Lowcanes, 2011–18, is part of the photographic series Wanted, 2011–18, by artists Camal Pirbhai and Camille Turner. In this series of ten colour photographs, the artists transform written descriptions from eighteenth-century fugitive slave ads into oversized photographs that resemble contemporary fashion editorials. Pirbhai and Turner sourced the ads from historical Canadian newspapers, mining the texts for the sartorial descriptions that were reported as a way to identify freedom seekers.

 

Camal and Camille, Lowcanes, 2011–18
Courtesy of Camille Turner, Camal Pirbhai, and Danna Heitner Advisory

Lowcanes is staged in reference to an ad written in 1775 that describes the eponymous “Lowcanes,” a man who was reported to have been seen wearing a “light coloured short coat with a red cape to it” when he fled his enslavers.

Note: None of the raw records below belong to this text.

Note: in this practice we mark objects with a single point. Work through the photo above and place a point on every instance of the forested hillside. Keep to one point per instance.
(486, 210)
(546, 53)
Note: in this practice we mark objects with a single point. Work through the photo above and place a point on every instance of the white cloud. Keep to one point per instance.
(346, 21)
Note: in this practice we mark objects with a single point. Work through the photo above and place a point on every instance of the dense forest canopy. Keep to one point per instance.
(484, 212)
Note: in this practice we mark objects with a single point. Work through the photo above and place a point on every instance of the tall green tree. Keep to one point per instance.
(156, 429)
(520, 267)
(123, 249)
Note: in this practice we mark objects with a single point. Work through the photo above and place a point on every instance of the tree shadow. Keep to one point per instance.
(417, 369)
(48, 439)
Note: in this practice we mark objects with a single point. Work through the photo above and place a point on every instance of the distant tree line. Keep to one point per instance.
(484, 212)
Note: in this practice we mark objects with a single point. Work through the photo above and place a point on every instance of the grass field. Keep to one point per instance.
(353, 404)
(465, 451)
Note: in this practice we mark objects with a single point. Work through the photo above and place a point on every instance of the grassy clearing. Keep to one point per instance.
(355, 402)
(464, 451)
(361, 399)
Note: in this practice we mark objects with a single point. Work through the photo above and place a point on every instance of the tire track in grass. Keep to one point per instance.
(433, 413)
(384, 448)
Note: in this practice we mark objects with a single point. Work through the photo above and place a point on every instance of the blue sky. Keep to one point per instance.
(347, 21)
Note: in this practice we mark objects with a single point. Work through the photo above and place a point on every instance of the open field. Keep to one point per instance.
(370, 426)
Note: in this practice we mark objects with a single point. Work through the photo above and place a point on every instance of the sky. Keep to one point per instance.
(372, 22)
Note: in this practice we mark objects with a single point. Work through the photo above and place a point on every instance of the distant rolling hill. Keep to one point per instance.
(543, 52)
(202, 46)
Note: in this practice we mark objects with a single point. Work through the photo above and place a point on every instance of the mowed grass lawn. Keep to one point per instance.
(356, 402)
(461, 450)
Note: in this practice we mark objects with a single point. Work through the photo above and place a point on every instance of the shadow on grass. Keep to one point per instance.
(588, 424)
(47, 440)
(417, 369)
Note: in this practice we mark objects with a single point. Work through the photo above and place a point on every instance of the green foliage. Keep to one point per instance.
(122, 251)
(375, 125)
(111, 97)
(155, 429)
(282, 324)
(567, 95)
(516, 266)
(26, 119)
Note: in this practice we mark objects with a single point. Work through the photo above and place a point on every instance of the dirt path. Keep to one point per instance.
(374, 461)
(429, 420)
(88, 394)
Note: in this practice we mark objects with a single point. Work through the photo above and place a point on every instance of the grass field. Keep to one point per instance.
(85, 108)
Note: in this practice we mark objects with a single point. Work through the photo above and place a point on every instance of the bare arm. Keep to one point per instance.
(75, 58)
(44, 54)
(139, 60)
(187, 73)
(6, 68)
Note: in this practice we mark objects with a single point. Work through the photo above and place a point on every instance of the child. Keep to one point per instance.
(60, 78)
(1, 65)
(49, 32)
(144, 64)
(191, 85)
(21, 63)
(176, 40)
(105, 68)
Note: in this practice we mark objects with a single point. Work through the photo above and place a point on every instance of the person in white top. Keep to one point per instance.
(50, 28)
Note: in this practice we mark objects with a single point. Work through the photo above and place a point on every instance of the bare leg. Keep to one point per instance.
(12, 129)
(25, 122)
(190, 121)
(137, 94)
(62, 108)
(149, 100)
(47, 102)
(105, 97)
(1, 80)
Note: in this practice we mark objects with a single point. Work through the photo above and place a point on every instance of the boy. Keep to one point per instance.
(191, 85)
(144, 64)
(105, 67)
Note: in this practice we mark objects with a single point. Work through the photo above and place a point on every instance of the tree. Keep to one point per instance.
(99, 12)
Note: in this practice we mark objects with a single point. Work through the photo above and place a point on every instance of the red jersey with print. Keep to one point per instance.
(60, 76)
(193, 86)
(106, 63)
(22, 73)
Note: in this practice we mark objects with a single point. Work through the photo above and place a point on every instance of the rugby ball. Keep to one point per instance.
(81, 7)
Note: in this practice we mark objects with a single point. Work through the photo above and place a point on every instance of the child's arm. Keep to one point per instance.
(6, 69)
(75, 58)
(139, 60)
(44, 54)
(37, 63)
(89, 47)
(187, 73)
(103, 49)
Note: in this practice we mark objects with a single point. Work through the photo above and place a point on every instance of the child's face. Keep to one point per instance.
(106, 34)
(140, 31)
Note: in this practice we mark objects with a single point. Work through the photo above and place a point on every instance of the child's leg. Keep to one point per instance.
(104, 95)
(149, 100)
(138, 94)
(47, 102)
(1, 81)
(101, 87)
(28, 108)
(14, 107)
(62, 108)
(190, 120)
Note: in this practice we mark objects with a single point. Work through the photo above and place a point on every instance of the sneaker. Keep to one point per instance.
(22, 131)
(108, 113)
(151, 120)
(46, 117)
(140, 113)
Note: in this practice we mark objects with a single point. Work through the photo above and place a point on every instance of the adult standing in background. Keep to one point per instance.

The artists reimagine Lowcanes in the twenty-first century, seated at the end of a bar counter with a drink in his hand and a red and blue plaid cape draped over his shoulder. He assertively and confidently meets the viewer’s gaze. The artists state that rather than portraying freedom seekers like Lowcanes in the past “where their lives are constrained by the violence and inhumanity of institutionalized bondage,” they are presented in “the future space of possibility they dreamed about as they set off on their journey to freedom.”

 

With their Wanted series, Pirbhai and Turner rescript Canadian art history by creating a visual “oppositional archive” of Black history. As art historians Pamela Edmonds and Joana Joachim note in their 2022 article “salt. For the preservation of Black diasporic visual histories,” such an archive requires the dual practice of historical recuperation and contemporary documentation: a record-keeping of the Black lives that have been overlooked as well as of current work by Black Canadian artists.